Models

AJAX Abstraction for a Single Resource

validate

The validate() method can be used to validate whether the attributes provided to a model are valid.

This method does nothing by default, and it's rare that you would need it.

Default Implementation

The default implementation looks like this:

// Run validation against the next complete set of model attributes,
// returning `true` if all is well.
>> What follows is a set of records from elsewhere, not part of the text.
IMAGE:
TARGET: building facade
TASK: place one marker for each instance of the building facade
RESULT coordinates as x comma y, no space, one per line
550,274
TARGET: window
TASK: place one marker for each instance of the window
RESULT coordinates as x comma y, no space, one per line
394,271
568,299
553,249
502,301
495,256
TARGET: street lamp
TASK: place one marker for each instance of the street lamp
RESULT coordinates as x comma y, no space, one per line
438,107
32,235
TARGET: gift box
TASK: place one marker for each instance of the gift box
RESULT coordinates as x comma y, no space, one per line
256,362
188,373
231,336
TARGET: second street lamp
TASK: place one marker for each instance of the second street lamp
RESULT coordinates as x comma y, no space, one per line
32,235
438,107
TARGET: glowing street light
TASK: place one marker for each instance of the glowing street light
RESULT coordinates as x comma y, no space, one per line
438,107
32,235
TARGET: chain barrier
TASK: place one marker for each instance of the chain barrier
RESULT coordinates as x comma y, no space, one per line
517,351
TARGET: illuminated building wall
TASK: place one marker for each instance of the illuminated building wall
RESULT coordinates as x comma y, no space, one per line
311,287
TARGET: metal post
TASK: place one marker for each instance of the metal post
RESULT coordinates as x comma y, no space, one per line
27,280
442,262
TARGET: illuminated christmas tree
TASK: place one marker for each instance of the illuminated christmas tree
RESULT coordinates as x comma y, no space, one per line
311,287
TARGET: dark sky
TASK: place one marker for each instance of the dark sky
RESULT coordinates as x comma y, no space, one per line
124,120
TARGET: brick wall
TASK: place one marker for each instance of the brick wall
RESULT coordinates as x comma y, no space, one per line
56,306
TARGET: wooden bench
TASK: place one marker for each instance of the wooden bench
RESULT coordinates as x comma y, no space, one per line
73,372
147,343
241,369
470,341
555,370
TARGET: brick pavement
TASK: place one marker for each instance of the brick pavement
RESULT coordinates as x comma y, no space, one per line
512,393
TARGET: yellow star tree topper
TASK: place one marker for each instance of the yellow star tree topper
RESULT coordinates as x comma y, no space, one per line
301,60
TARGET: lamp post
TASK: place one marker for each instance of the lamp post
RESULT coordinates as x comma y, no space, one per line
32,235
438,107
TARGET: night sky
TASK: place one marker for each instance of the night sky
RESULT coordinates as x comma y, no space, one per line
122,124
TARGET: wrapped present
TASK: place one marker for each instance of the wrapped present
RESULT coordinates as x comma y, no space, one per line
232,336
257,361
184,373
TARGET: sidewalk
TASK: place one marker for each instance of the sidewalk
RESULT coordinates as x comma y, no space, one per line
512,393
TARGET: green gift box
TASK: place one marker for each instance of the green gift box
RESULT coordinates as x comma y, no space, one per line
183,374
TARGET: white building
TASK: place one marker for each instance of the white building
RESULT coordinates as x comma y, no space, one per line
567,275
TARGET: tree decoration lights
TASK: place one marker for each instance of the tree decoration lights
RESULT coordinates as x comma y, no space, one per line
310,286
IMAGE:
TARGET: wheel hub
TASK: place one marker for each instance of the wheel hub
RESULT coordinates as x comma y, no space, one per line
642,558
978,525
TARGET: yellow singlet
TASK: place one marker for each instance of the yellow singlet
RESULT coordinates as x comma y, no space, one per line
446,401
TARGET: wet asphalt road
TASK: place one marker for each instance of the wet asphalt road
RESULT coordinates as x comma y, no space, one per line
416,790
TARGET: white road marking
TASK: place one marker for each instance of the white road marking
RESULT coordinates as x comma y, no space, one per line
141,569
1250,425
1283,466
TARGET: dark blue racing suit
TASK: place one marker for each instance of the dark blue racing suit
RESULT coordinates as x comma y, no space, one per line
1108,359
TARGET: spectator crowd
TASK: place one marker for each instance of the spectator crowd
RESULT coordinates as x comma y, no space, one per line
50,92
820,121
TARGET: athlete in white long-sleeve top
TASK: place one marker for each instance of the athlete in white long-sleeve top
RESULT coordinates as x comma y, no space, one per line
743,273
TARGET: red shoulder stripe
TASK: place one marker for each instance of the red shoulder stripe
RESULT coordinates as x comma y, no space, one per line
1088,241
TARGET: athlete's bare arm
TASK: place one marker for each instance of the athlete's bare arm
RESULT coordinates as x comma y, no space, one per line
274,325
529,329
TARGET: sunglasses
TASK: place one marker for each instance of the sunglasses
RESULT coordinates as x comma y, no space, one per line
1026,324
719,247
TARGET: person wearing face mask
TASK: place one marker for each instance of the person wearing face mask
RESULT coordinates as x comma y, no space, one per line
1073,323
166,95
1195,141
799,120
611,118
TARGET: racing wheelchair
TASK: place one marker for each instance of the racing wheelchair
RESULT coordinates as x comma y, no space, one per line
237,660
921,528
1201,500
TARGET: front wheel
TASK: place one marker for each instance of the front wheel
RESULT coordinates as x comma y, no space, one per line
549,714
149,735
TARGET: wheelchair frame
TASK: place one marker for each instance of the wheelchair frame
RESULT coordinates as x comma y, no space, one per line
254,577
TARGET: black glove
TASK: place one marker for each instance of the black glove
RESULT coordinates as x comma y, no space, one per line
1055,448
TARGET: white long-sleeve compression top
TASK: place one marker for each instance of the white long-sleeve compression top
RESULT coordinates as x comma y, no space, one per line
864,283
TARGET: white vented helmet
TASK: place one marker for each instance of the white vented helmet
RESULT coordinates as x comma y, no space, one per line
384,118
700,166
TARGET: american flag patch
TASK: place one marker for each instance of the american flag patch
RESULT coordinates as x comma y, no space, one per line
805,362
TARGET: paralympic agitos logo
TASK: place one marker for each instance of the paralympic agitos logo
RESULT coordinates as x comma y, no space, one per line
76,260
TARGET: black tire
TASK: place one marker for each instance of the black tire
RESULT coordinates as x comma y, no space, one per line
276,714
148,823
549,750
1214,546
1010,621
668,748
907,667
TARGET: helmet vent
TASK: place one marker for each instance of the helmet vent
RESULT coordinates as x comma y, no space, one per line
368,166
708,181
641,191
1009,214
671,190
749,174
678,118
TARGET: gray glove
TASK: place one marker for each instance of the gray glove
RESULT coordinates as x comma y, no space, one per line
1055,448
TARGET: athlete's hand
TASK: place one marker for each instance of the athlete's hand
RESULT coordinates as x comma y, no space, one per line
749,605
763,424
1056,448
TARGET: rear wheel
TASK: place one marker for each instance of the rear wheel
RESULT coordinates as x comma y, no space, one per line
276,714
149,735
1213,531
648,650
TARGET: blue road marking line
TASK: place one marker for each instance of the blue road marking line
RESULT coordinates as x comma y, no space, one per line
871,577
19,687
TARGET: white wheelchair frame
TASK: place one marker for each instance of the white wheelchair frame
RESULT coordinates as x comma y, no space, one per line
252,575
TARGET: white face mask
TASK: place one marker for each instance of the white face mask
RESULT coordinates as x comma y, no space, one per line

Otherwise, fire an `"invalid"` event.
validate: function(attrs, options) {
  // does nothing
}

Usage

Let's say you you're creating a tweet, and for some reason, a tweet is considered invalid if the text property is equal to "Some old tweet".

You could use the validate() method to check for that like this:

import { Model } from 'lore-models';

const Tweet = Model.extend({
  validate: function(attributes, options) {
    if (attributes.text === 'Some old tweet') {
      return 'Text is invalid';
    }
  }
})

const t1 = new Tweet({
  text: 'Some old tweet'
})
const t2 = new Tweet({
  text: 'Some new tweet'
})

The validate() method will be executed when the tweet is created, or when attributes are updated via the set() method.

You can check if the tweet is considered valid by inspecting the validationError property.

In this case, t1.validationError will return 'Text is invalid', because that's what the validate() method returned. On the other hand, tw.validationError will return null, because there was no validation error.